Le diabète de type 2 et le tabagisme sont des facteurs prédictifs de douleurs neuropathiques périphériques mais pas de la douleur centrale post-AVC. Les auteurs suggèrent donc que les facteurs de risque sont différents en fonction de la douleur chronique post-AVC.

Douleur chronique post-AVC, déclin cognitif et progression du handicap associés


Le déclin cognitif, défini comme une perte d'au moins 3 points sur l'échelle Mini-Mental State Examination, est survenu chez 8,8% des patients sans douleurs chroniques post-AVC et chez 10,7% des patients qui en souffraient.

En outre, 8,7% des patients qui n'ont pas développé de douleur chronique ont vu leur handicap progresser (perte d'au moins un point du score de l'échelle Modified Rankin Scale) contre 13,7 % des patients qui souffraient.

Risque de déclin cognitif et de progression du handicap en fonction des différents types de douleurs post-AVC


Type de douleur
Risque relatif de déclin cognitif (IC 95%)
Risque relatif de progression du handicap (IC 95%)
Tout type de douleur
1,16 (0,98-1,38)
2,16 (1,82-2,56)
Douleur centrale
1,10 (0,79-1,53)
1,66 (1,17-2,37)
Neuropathie périphérique
1,8 (1,24-2,62)
2,58 (1,77-3,76)
Douleur spasmodique/de l'épaule
1,44 (1,02-2,02)
3,19 (2,19-4,66)


Les chercheurs précisent aussi que les événements vasculaires sévères sont plus fréquents chez les patients qui ont développé une douleur chronique.

L'équipe du Dr O'Donnel note que l'estimation de 10,6% en post-AVC est plus faible que la prévalence rapportée dans les études plus anciennes (8% à 55%). Mais, que dans ces études, les AVC étaient plus sévères. En outre, l'étude actuelle a exclu tous les patients avec des antécédents de douleur chronique, limitant les biais.
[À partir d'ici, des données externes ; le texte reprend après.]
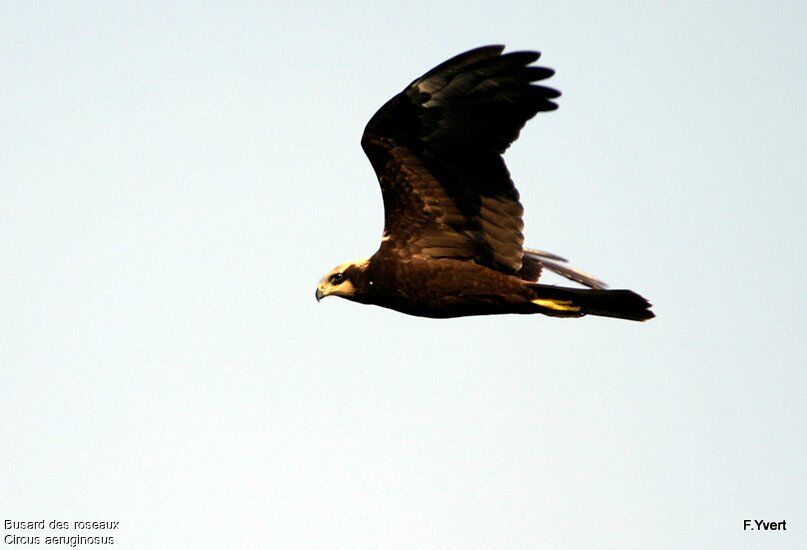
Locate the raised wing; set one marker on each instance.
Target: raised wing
(436, 148)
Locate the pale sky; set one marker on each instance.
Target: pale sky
(177, 177)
Ce sujet a fait l'objet d'une publication dans Medscape.com

L'étude PRoFESS a été financée par Boehringer Ingelheim. Le Dr O'Donnel a reçu une subvention éducative sans restriction de Boehringer Ingelheim et des honoraires de Boehringer Ingelheim et sanofi-aventis. Les liens d'intérêts des co-auteurs de l'étude figurent dans l'article original.